Nel 2019 è uscita su Netflix Aferlife, scritta e interpretata da Gervais, in cui avevamo conosciuto Tony, uno dei soliti, usuali personaggi sgradevoli, vedovo caduto in depressione dopo la morte della moglie, con cui aveva un rapporto raro, esclusivo, che proprio di morire non se lo meritava.

Sono sempre i matrimoni felici a venire spezzati, suprema beffa del destino. Per non suicidarsi (rischio concreto) decide di cominciare a fare e dire tutto ciò che gli passa per la testa, senza filtri. Ma il mondo, invece di respingerlo, aveva cercato in ogni maniera di scusarlo, di accettarlo nonostante tutto. Con il rischio di farlo diventare "buono" come conseguenza delle attenzioni che gli erano state riservate da chi gli stava intorno, volendogli bene nonostante tutto, provocando in lui una specie di epifania.

Il miglior amico del cane è l'uomo?

Lo ritroviamo in Afterlife 2 mentre prosegue la sua difficile convivenza con il resto dell'umanità. Continua nel suo lavoretto nel locale giornalino gratuito, per il quale deve intervistare gente che non avrebbe proprio niente di interessante da raccontare. Gente che un tempo avrebbe massacrato a colpi di battute e della quale adesso invece nota risvolti diversi, reso più riflessivo dalla presa di coscienza che dovunque intorno a noi ci sono tanti dolori diversi e sconosciuti, tutti da rispettare.

Tony è nuovamente alle prese con i colleghi, mucchio di selvaggia incapacità e infelicità che però ha sempre cercato di appoggiarlo. E poi ritroviamo tutti gli altri personaggi, il surreale postino, la prosperosa e solare prostituta locale, il direttore del giornale, cognato di Tony, abbandonato dalla moglie, educatamente disperato. Che adesso frequenta lui l'abominevole analista che nella stagione precedente aveva avuto in cura Tony.

E ritroviamo l'infermiera che accudisce il padre di Tony perso nell'Alzheimer, che avrebbe potuto amare, e ancora potrebbe se non fosse ancora tanto innamorato della sua defunta moglie.
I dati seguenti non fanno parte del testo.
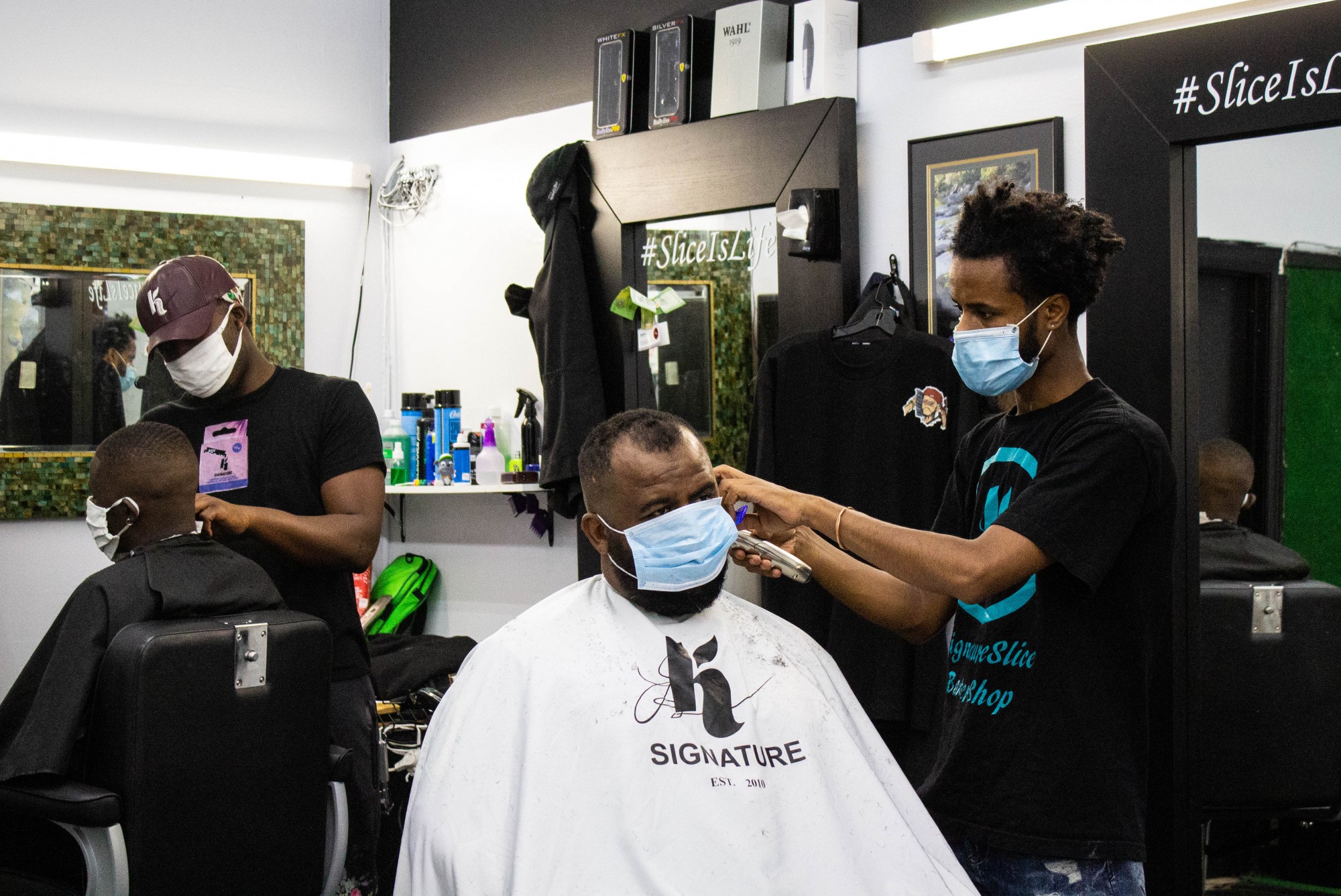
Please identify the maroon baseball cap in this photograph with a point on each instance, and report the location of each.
(178, 300)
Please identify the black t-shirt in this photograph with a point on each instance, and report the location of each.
(1044, 739)
(301, 431)
(872, 426)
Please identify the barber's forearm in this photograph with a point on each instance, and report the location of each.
(875, 594)
(929, 561)
(344, 541)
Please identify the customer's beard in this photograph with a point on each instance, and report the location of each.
(687, 602)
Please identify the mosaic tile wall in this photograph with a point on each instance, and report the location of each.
(46, 485)
(733, 359)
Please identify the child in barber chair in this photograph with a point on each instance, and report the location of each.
(141, 511)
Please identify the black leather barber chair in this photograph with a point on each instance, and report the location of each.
(1271, 700)
(210, 763)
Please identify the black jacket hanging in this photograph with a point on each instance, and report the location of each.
(560, 310)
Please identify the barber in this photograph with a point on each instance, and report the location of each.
(292, 476)
(1051, 549)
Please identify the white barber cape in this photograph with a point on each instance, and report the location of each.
(591, 747)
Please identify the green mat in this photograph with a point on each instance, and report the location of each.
(1314, 420)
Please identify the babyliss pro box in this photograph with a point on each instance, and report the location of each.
(682, 72)
(824, 49)
(620, 93)
(750, 58)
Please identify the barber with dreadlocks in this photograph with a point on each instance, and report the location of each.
(1052, 545)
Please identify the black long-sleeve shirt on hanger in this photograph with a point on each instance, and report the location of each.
(874, 426)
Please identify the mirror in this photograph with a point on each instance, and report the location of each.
(725, 267)
(1269, 317)
(1271, 329)
(73, 356)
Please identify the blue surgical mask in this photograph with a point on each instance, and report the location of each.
(989, 360)
(679, 550)
(129, 377)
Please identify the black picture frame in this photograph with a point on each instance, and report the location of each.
(964, 160)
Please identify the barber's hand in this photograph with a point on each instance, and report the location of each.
(221, 517)
(778, 509)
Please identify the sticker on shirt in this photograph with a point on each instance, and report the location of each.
(223, 458)
(930, 405)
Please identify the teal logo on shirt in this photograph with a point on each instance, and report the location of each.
(996, 505)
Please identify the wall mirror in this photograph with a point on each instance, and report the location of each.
(73, 356)
(664, 207)
(726, 270)
(1213, 149)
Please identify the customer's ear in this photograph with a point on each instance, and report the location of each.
(596, 533)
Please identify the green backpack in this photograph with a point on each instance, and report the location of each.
(407, 580)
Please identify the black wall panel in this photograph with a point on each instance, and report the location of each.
(467, 62)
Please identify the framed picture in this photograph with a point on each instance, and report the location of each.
(942, 171)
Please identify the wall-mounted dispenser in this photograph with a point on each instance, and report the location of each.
(813, 222)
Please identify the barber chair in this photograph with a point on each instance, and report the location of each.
(210, 767)
(1271, 682)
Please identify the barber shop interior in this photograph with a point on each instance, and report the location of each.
(898, 440)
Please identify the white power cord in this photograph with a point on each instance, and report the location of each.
(406, 192)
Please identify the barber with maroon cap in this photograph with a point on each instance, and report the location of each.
(292, 475)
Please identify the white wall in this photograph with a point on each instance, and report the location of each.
(1273, 190)
(296, 78)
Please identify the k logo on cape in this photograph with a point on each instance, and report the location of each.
(678, 680)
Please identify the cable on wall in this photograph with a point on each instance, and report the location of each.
(406, 192)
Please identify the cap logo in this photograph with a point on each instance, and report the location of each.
(156, 305)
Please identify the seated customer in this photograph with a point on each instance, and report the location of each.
(143, 514)
(1229, 550)
(643, 731)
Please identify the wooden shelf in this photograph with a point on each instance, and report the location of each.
(512, 489)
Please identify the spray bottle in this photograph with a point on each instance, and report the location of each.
(530, 430)
(490, 464)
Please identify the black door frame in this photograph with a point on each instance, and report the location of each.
(1149, 103)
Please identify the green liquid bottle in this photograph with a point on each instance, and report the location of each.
(396, 470)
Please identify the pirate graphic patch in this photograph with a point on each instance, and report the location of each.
(930, 405)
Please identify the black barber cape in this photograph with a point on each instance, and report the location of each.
(1238, 554)
(872, 427)
(1044, 738)
(44, 715)
(577, 338)
(297, 432)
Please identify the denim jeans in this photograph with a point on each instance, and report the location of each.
(997, 872)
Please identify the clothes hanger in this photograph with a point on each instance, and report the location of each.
(883, 317)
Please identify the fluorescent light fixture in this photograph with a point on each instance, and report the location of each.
(192, 162)
(1051, 22)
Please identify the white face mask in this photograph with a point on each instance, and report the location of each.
(97, 519)
(207, 367)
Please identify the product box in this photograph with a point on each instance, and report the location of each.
(750, 58)
(620, 84)
(824, 49)
(682, 72)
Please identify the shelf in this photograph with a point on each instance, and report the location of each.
(513, 489)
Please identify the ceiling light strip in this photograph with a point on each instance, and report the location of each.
(1051, 22)
(190, 162)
Tony, il diavolo e l'acqua santa.

L'uomo sta però arrivando a capire che non tutto il mondo gira intorno alla sua perdita e che alla fine il dolore più grande non lo ha provato lui ma chi il cancro ce l'aveva e sapeva di dover morire. E così si ripromette di essere più "zen" e noi stessi avvertiamo quanto immane sia lo sforzo, perché davvero in giro ci sono tanti soggetti che la sua lingua affilata la meriterebbero.

Intorno infatti è pieno di "mostri" ma nella seconda stagione di Afterlife sono meno estremi che in altre opere di Gervais, e alcuni strambi sono semplicemente brave persone, che cercano con mezzi limitatissimi di continuare ad esserlo senza sapere nemmeno bene cosa significhi.

Nei primi episodi che abbiamo avuto in visione, irrompe la notizia che il piccolo giornalino locale proprio non rende più e il proprietario lo vuole vendere, privando tutti non solo di un indispensabile stipendio, ma di un appuntamento giornaliero che li sottrae a situazioni esistenziali che per tutti non sono proprio soddisfacenti.

Solo in mezzo alla folla.

E Tony di slancio vestirà l'armatura scintillante dell'eroe che promette "ci penso io" (avesse detto "andrà tutto bene" forse avremmo sbuffato). Quindi ancora una volta humor acido e battute pungenti, perché spesso non c'è altro modo per rapportarsi a un'umanità che non si merita di meglio.

Ma questa volta cattiveria in dose minore, come se Gervais volesse provocare meno per essere amato di più. E nel suo lutto, nel dolore mentre guarda i vecchi video della sua vita di prima, mentre racconta di quanto fosse bella, c'è anche nella sua interpretazione una nota autentica, che ci fa capire che anche per lui non dev'essere stato tutto rose e fiori, rendendocelo così anche più simpatico.